5. Google Ad Manager protects you and your brand
The digital advertising market can often encounter challenges like brand safety and ad fraud. These challenges are not only harmful to user experience, but also to legitimate advertisers. That’s why Google Ad Manager features several safeguards.
Ad Manager has more than 30 controls to help protect advertisers and manage your ads in a way that meets your brand’s values. Google has tools in place that, in 2017, prevented over 3.2 billion harmful or inappropriate ads from reaching consumers.
6. Google Ad Manager adds Responsive Search Ads
As a business that’s investing in pay-per-click (PPC) advertising, you want to maximize the success of your advertisements — and Google does too. That’s why Google Ad Manager introduces Responsive Search Ads, which build on Google’s passion for machine learning. With Responsive Search Ads, you can combine your knowledge, like information on your target audience, with Google’s machine learning.
The goal? To create relevant ads that resonate with your ideal consumers, leading to a click and visit to your website. All that is required is 15 headlines and four description lines, and then Google will do the rest.
After that, Google learns which ads perform best for a given search query and serves up an appropriate ad. This feature of Google Ad Manager allows your company to lower its cost-per-click (CPC), plus increase your click-through-rate (CTR). It’s a win for everyone involved, from businesses to consumers.
Even better, compared to standard ads, Responsive Search Ads earn up to 15 percent more clicks.

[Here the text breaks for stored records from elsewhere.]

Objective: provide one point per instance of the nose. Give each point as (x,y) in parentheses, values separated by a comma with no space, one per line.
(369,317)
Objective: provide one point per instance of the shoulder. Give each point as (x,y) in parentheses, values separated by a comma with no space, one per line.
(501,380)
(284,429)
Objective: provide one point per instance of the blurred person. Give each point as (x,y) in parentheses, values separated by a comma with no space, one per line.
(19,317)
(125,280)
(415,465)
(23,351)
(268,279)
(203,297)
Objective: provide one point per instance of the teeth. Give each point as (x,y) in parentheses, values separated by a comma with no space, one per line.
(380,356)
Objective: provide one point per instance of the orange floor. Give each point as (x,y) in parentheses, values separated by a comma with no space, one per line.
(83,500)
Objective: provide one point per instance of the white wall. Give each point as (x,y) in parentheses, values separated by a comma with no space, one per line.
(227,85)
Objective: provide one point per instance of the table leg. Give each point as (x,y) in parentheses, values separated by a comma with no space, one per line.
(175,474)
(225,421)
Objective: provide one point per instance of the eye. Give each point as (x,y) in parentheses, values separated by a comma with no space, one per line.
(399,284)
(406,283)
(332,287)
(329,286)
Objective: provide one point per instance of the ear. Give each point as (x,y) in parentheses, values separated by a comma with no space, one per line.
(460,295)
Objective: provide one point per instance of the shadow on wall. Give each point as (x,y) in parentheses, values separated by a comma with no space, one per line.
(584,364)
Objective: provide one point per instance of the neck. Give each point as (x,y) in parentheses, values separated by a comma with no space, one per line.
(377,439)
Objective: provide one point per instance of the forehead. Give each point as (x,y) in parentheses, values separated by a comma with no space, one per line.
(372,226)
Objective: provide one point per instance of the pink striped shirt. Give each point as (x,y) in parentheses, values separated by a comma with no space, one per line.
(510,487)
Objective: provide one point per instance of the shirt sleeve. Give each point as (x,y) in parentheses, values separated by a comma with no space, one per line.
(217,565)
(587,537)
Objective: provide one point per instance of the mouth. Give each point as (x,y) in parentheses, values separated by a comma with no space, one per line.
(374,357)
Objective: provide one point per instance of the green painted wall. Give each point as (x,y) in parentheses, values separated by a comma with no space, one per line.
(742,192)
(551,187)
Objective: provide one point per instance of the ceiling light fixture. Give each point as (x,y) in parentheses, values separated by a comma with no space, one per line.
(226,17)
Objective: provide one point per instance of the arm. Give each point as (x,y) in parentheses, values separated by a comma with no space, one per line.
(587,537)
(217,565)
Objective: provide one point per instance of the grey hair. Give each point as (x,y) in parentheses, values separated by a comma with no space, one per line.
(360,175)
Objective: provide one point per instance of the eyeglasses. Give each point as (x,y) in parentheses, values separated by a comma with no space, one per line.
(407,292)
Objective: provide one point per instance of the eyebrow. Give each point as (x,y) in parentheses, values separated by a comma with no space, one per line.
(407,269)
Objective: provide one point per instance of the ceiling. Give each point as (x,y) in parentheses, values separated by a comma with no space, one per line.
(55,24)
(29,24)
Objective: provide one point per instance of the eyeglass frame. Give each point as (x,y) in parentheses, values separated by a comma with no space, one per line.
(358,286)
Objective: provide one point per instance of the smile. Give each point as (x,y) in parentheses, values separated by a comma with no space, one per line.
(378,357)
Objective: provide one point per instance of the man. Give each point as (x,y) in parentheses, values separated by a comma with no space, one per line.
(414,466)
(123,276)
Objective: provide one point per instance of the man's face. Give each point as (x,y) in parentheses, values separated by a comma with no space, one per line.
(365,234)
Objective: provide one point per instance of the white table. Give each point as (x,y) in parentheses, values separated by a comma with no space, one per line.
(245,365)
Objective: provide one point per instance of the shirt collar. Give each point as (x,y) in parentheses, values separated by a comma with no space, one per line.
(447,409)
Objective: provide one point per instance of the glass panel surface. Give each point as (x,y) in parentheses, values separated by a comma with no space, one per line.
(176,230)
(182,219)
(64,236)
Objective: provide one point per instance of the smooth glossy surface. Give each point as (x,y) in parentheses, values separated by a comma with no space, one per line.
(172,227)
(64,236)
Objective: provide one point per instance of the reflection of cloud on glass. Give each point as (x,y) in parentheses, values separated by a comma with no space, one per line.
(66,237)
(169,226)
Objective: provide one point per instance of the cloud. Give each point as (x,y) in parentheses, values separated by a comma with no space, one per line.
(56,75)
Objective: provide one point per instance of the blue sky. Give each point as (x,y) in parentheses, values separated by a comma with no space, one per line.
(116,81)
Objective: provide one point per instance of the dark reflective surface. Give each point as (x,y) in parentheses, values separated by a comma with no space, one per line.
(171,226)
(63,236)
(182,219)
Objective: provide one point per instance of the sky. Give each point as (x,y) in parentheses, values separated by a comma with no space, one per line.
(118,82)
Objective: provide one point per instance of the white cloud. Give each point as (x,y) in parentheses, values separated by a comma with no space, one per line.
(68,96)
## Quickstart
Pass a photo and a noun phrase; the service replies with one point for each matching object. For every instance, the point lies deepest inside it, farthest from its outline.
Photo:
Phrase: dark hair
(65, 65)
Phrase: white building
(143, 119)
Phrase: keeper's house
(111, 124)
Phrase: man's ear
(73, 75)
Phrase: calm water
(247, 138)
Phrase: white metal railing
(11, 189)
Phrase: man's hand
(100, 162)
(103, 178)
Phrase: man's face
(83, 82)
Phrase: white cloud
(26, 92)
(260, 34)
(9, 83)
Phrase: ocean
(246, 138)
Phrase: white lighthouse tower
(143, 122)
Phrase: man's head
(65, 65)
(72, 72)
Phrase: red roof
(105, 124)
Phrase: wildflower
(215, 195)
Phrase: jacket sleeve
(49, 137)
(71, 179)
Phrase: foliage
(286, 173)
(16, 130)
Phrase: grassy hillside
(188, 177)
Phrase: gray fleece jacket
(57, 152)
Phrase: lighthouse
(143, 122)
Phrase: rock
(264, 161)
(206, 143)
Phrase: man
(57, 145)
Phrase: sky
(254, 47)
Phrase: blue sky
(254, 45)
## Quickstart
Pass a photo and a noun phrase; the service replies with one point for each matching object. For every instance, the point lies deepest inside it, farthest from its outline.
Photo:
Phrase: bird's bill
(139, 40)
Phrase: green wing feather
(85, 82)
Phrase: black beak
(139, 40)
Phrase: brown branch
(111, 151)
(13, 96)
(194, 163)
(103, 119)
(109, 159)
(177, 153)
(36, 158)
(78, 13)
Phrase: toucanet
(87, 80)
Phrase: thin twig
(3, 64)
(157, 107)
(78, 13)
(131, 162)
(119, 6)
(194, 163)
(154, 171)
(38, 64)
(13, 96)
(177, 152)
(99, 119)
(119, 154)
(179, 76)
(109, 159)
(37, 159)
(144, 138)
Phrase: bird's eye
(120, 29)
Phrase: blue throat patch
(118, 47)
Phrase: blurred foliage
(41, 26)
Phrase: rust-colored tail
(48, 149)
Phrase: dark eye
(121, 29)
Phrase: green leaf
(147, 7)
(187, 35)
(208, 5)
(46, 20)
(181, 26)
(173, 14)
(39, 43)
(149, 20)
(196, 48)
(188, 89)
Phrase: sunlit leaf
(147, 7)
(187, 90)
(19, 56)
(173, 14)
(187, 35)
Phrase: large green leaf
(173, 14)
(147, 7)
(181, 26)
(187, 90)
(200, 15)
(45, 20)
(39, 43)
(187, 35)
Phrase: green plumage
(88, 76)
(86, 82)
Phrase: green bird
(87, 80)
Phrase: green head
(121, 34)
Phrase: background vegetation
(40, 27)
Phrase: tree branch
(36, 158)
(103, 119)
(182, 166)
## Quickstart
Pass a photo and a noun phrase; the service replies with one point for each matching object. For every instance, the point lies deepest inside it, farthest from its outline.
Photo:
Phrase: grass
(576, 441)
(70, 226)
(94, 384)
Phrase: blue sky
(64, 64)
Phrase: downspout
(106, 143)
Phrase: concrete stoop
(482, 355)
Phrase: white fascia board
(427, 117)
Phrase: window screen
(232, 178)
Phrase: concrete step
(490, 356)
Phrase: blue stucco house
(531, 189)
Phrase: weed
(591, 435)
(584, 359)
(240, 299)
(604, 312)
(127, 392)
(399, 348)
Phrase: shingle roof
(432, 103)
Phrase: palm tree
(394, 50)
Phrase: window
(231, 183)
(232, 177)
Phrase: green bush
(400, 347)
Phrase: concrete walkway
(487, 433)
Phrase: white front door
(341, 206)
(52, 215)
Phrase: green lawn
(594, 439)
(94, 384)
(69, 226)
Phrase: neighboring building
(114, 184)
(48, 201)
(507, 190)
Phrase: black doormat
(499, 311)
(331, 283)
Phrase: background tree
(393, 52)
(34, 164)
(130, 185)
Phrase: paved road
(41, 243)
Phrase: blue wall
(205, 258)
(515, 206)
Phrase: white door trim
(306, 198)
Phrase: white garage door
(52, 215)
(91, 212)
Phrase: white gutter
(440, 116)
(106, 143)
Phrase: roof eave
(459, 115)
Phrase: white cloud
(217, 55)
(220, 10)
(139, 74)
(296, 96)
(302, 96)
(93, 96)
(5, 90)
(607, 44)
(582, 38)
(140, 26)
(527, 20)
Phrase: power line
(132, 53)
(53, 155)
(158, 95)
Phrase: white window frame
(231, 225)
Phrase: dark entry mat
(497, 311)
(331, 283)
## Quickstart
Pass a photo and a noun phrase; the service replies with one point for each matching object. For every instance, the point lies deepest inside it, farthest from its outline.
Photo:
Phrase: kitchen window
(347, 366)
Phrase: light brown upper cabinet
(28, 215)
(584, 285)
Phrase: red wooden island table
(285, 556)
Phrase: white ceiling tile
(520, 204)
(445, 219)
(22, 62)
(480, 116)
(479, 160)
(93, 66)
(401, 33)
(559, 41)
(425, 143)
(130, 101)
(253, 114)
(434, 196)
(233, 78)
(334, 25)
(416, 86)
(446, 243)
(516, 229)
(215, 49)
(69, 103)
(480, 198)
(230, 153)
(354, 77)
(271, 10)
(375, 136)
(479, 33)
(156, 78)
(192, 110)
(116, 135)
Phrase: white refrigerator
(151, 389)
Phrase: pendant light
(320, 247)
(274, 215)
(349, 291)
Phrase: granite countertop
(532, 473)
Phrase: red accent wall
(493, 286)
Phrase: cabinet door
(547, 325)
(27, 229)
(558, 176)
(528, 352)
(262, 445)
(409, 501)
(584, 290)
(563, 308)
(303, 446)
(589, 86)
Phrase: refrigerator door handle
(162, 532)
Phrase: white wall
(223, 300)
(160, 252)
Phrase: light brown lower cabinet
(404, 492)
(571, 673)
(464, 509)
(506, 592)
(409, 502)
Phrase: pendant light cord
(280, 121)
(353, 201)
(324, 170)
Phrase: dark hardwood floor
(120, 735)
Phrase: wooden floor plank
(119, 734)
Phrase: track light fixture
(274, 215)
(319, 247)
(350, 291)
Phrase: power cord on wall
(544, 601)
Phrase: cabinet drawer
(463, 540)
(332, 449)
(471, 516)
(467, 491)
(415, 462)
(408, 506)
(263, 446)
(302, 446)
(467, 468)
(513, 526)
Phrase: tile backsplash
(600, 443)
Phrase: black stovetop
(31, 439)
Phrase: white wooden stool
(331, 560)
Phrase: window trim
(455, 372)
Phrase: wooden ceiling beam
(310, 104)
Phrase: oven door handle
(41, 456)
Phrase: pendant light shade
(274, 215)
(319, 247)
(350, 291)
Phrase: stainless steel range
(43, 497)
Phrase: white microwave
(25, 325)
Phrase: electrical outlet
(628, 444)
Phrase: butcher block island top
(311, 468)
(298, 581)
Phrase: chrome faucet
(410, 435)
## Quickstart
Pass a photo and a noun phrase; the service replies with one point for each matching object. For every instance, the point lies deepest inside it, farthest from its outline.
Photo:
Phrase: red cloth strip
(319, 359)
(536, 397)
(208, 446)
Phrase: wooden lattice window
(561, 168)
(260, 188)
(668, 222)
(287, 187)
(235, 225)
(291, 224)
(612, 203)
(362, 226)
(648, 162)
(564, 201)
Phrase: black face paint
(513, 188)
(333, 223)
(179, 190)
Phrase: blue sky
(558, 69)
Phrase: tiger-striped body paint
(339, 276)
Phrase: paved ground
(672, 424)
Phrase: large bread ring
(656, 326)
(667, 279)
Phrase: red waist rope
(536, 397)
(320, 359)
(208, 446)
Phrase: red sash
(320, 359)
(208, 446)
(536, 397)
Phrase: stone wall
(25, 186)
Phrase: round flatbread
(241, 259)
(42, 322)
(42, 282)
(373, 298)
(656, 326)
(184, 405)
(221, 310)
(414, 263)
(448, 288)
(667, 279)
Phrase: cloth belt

7. Google Ad Manager introduces Smart Bidding technology
With more than one billion users — which is equivalent to almost one-third of the Internet — YouTube is an extremely popular platform. In fact, a lot of consumers use YouTube as a reference point when considering a purchase. This fact makes it worthwhile to not only advertise on YouTube, as video can improve conversion rates by more than 85 percent, but to also ensure that your video ads show at the right time and for the right audience.
To make sure that happens, Google’s introduced Smart Bidding, a feature powered by machine learning. This technology serves up ads at the right time. It can also help serve ads to people who are most likely to consider your brand after seeing a video ad.
Smart Bidding automatically adjusts bids to maximize the impact of your video ad, too.
8. Google Ad Manager launches local campaigns
No matter if people research a product on Google or YouTube, they still make many of their purchases in physical locations. Google even states that searches including the search term, “near me,” increased by more than 500 percent in the past two years. Even better, local search offers a high conversion rate of 80 percent.
That’s because when users do a local search, they’re often in the area — or planning to travel to the area. Their intentions may vary, from needing a product to wanting an outing, but the result is the same. They’re looking to make a purchase.
So, driving traffic to your physical location can boost your revenue. With Google Ad Manager’s local campaigns feature, it offers a new campaign type specifically designed to drive store visits. All it requires is some basic information like business locations and ad creativity.
From there, Google will optimize your ads to bring in more customers to your store.